Q & A with Laura Hamilton: States should wait to evaluate teachers under Common Core

I was away on vacation and asked our newest Hechinger Report writer, Aisha Asif, to fill in. She interviewed RAND’s Laura Hamilton, who argues that states should wait a couple years before judging teachers’ performance based on the new common core test scores. But Hamilton acknowledges that few states will be able to do that. I also found it interesting that Hamilton rejects the conventional wisdom that it can be more accurate to average several years of student test scores when evaluating teachers. – Jill Barshay

New Common Core aligned tests are sure to have an effect on how teachers are rated now that teacher evaluations in many states are tied to their students’ test scores. The Common Core standards in math and English emphasize greater critical thinking skills and non-fiction reading, and some districts in places like New York and Kentucky have already seen their students’ test scores fall dramatically after being tested on the tougher criteria.

The Hechinger Report spoke with Laura S. Hamilton, senior behavioral scientist at the RAND Corporation, whose research is concentrated on assessment, accountability and evaluation of teachers and school leadership, about the repercussions of the Common Core State Standards on teacher evaluation systems.

Question: Do different tests give different value-added scores for teachers?

Answer: Yes, there’s been work that shows even different sets of items on the same test can give different value-added estimates for teachers. A lot of the differences have to do with the teacher’s own content coverage and how well the curriculum that the teacher is using matches the content of the test. If it’s testing something that isn’t included in that teacher’s curriculum, it’s likely to be less sensitive to the teacher’s effects. So it can make a really big difference.

Q: Why is there such a difference?

A: I think part of it is because you know the assumption behind these kind of teacher evaluation systems is that you have a test that’s measuring what teachers taught and measuring whether students learned what teachers taught. That’s why we’ve seen with all the research on high-stakes testing that over time teachers adjust their instruction to try to make it match the content and the format of the test because that increases the likelihood that their students will be exposed to the tested content.

Q: How many years of data should be used to get a reliable rating for a teacher?

A: It’s a really hard question. It’s particularly hard now given that so many states are changing the test so that the value-added estimates based on the existing states’ tests aren’t necessarily going to be comparable to the ones that are based on new tests, say for the states that are adopting the Common Core aligned assessments.

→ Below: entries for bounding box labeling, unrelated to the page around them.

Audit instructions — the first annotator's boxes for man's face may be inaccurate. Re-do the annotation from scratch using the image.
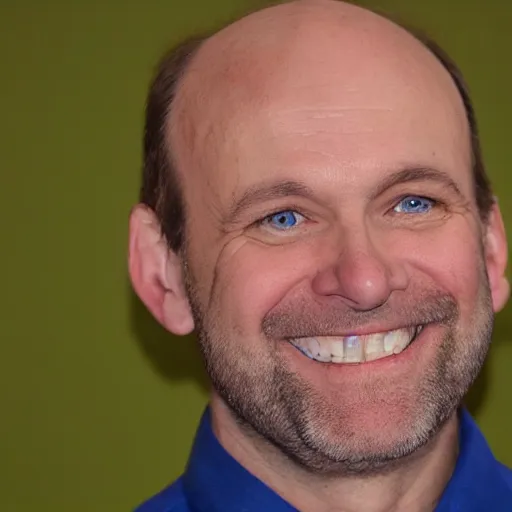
[171,14,504,471]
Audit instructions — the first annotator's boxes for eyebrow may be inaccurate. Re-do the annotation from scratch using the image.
[370,167,466,200]
[224,167,465,224]
[226,180,315,224]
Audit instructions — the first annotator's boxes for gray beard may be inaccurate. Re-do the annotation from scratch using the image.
[187,264,494,476]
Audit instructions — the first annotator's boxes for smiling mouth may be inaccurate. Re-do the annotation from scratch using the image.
[289,325,423,364]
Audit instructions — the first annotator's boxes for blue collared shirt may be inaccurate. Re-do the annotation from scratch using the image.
[135,410,512,512]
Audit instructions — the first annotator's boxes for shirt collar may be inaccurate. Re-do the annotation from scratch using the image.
[183,409,512,512]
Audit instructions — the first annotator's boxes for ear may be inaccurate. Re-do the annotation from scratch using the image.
[485,202,510,313]
[128,205,194,335]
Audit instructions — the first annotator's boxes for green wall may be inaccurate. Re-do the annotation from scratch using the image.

And the other problem is that if you assume that teachers’ effectiveness stays the same over time, then aggregating across multiple years will give you a more stable value-added estimate. But we know that particularly in teachers’ first few years they tend to improve. So by averaging you won’t see that improvement.

Q: What effect do you see the Common Core standards having on teacher evaluations?

A: In my sense from talking with states is that they plan to continue using the same general type of evaluation system they already have in place. But, when these new tests are adopted one of the problems we’re going to see and we’ve already seen in many cases is students’ scores have declined because of lack of familiarity with the content as well as stricter cut score for determining proficiency.

One effect will be that we won’t have value-added tests that will be comparable across those years when states make those transitions. And I think that’ll be a challenge for how states to figure out how to deal with that in their evaluation system. In addition, it will take [teachers] a while to really learn what are on their tests – the materials they need to emphasize to make sure their kids are prepared for it.

The other thing is that the classroom observation systems that are currently used, a lot of them are sort of generic so they can be used in any grade or subject. They’re not focused on teaching of specific content so I think states and districts will want to take a close look at what they’re measuring with their observation protocols, and make sure that it’s consistent with the goals they have for promoting teaching that’s aligned with the Common Core standards.

Q: If you need multiple years to get a reliable rating on a teacher, and the tests will be different under Common Core, should there be a waiting period to get enough data under the new tests?

A: I would advise states and districts to institute a waiting period if at all possible because I think it’s very difficult to combine information across these very different kinds of tests and make any sense of it. Ideally, schools and teachers should have a couple of years to get up to speed on the standards and get familiar with the testing program. That’s not often feasible given the some of the policies states have enacted. But that would be ideal.

This interview has been edited for length and clarity.